It seems only yesterday that half-empty schools were closing and worried parents were advocating for their local elementary to escape the axe. Today, school boards can’t build schools big enough or fast enough to keep up with the demand. Crews are once more sawing and hammering on new portable classrooms to hold the overflow.
Parents in the West Shore got some good news last week when the province chipped in $23.3 million to buy 6.5 hectares (16 acres) of land for an elementary and a middle school in the Westhills development.
The new buildings are sorely needed.
The Sooke School District, holding onto its title as the fastest-growing district in the province, expects 1,800 more students over the next five years.
Royal Bay Secondary School in Colwood famously had to bring in portables not long after it opened. Dunsmuir Middle School and Spencer Middle School have 20 portables between them.
The new schools will be able to hold a total of 1,000 students, about as many as are using those 20 portables. More schools are needed, and Sooke school board chairman Ravi Parmar said more land purchases are in the works in other parts of Langford. The province is looking at plans to expand Royal Bay.
Buying the land is just the first step. The district will need more money from the province to build the schools.
Ordinarily, it takes four years to build a new school, but Langford is known for its ability to get construction projects moving quickly, so that should speed up the timeline. Still, teachers and students will have to suffer through the portable experience for a few more years.
The frenzy of building and the need for portables seem surreal in a region where schools have been shuttered. The Greater Victoria School District has closed seven schools over the past 15 years. Yet now, its own crews are building new portables.
It appears wasteful and damaging to neighbourhoods to close schools that are so central to their communities. And equally wasteful to build new schools when shuttered ones are still standing.
The problem, of course, is that neighbourhoods change, and the empty schools are too often in areas where children used to live. School planners are left chasing population bubbles around the district or into other districts, such as Sooke.
Even when they build, they might not build big enough. Education Minister Rob Fleming said he hopes to address some of the problems by changing the capital regulations for school construction so that rapidly growing districts aren’t stuck building schools such as Royal Bay that can’t handle the expanding population.

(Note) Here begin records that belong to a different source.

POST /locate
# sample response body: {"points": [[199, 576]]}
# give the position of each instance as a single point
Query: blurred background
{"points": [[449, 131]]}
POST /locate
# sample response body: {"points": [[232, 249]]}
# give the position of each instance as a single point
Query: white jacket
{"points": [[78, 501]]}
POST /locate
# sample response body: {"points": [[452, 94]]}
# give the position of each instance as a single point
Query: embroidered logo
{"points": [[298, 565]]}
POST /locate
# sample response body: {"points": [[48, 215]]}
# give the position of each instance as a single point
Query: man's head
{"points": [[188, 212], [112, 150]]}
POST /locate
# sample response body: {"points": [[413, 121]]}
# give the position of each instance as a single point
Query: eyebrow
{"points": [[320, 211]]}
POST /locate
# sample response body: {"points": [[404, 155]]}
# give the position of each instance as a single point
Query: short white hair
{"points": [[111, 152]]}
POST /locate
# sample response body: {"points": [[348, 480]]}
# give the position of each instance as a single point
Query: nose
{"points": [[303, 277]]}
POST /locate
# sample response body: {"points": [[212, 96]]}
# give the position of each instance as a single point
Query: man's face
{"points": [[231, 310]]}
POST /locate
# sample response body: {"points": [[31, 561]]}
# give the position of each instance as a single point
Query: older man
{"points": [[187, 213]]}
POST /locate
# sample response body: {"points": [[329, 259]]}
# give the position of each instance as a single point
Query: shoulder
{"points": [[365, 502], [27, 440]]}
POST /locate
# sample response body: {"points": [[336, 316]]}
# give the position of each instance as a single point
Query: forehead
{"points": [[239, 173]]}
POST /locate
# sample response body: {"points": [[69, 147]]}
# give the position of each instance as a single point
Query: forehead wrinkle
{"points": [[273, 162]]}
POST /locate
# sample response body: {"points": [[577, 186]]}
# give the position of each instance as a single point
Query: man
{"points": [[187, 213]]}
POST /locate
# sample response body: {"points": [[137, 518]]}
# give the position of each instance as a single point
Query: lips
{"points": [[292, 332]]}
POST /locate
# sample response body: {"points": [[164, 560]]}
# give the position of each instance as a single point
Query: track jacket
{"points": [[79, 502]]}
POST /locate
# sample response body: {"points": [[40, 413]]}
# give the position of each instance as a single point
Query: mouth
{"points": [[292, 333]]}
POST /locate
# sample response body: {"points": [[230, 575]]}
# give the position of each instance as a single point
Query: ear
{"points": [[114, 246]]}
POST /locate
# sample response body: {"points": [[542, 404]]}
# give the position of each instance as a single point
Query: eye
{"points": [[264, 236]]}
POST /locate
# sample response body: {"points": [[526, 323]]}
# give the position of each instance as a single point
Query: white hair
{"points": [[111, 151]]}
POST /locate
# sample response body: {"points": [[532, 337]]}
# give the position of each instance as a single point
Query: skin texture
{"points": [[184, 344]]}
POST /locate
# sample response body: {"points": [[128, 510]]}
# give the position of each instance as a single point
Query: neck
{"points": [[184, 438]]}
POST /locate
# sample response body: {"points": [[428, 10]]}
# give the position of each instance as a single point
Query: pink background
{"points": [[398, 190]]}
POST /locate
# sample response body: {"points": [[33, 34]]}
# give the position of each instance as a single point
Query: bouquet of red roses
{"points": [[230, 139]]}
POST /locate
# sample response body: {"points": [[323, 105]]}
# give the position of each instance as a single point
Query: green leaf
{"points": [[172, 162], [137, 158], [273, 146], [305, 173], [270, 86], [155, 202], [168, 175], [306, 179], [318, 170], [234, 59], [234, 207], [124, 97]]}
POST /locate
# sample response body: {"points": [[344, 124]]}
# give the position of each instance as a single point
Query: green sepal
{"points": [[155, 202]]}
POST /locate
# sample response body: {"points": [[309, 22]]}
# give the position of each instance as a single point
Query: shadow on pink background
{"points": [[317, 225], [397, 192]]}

Pity the school districts that have to try to predict where the next wave will break. Will mounting house prices push young families even further outside the core? Will house prices fall, allowing families to move back into older neighbourhoods? Will birth rates rise or fall? What about immigration rates?
We almost need modular schools, with the ability to mothball sections of a school until they are needed or to easily add classrooms when enrolment mushrooms. If only we could put them on wheels and bring the classrooms to the students.
The pace and location of growth often seem to outrun planners’ ability to keep up. And if the past two decades have been unpredictable, the future promises to be even more so.
In the short term, however, we know the need is in the West Shore, and the provincial government says more schools are on the way.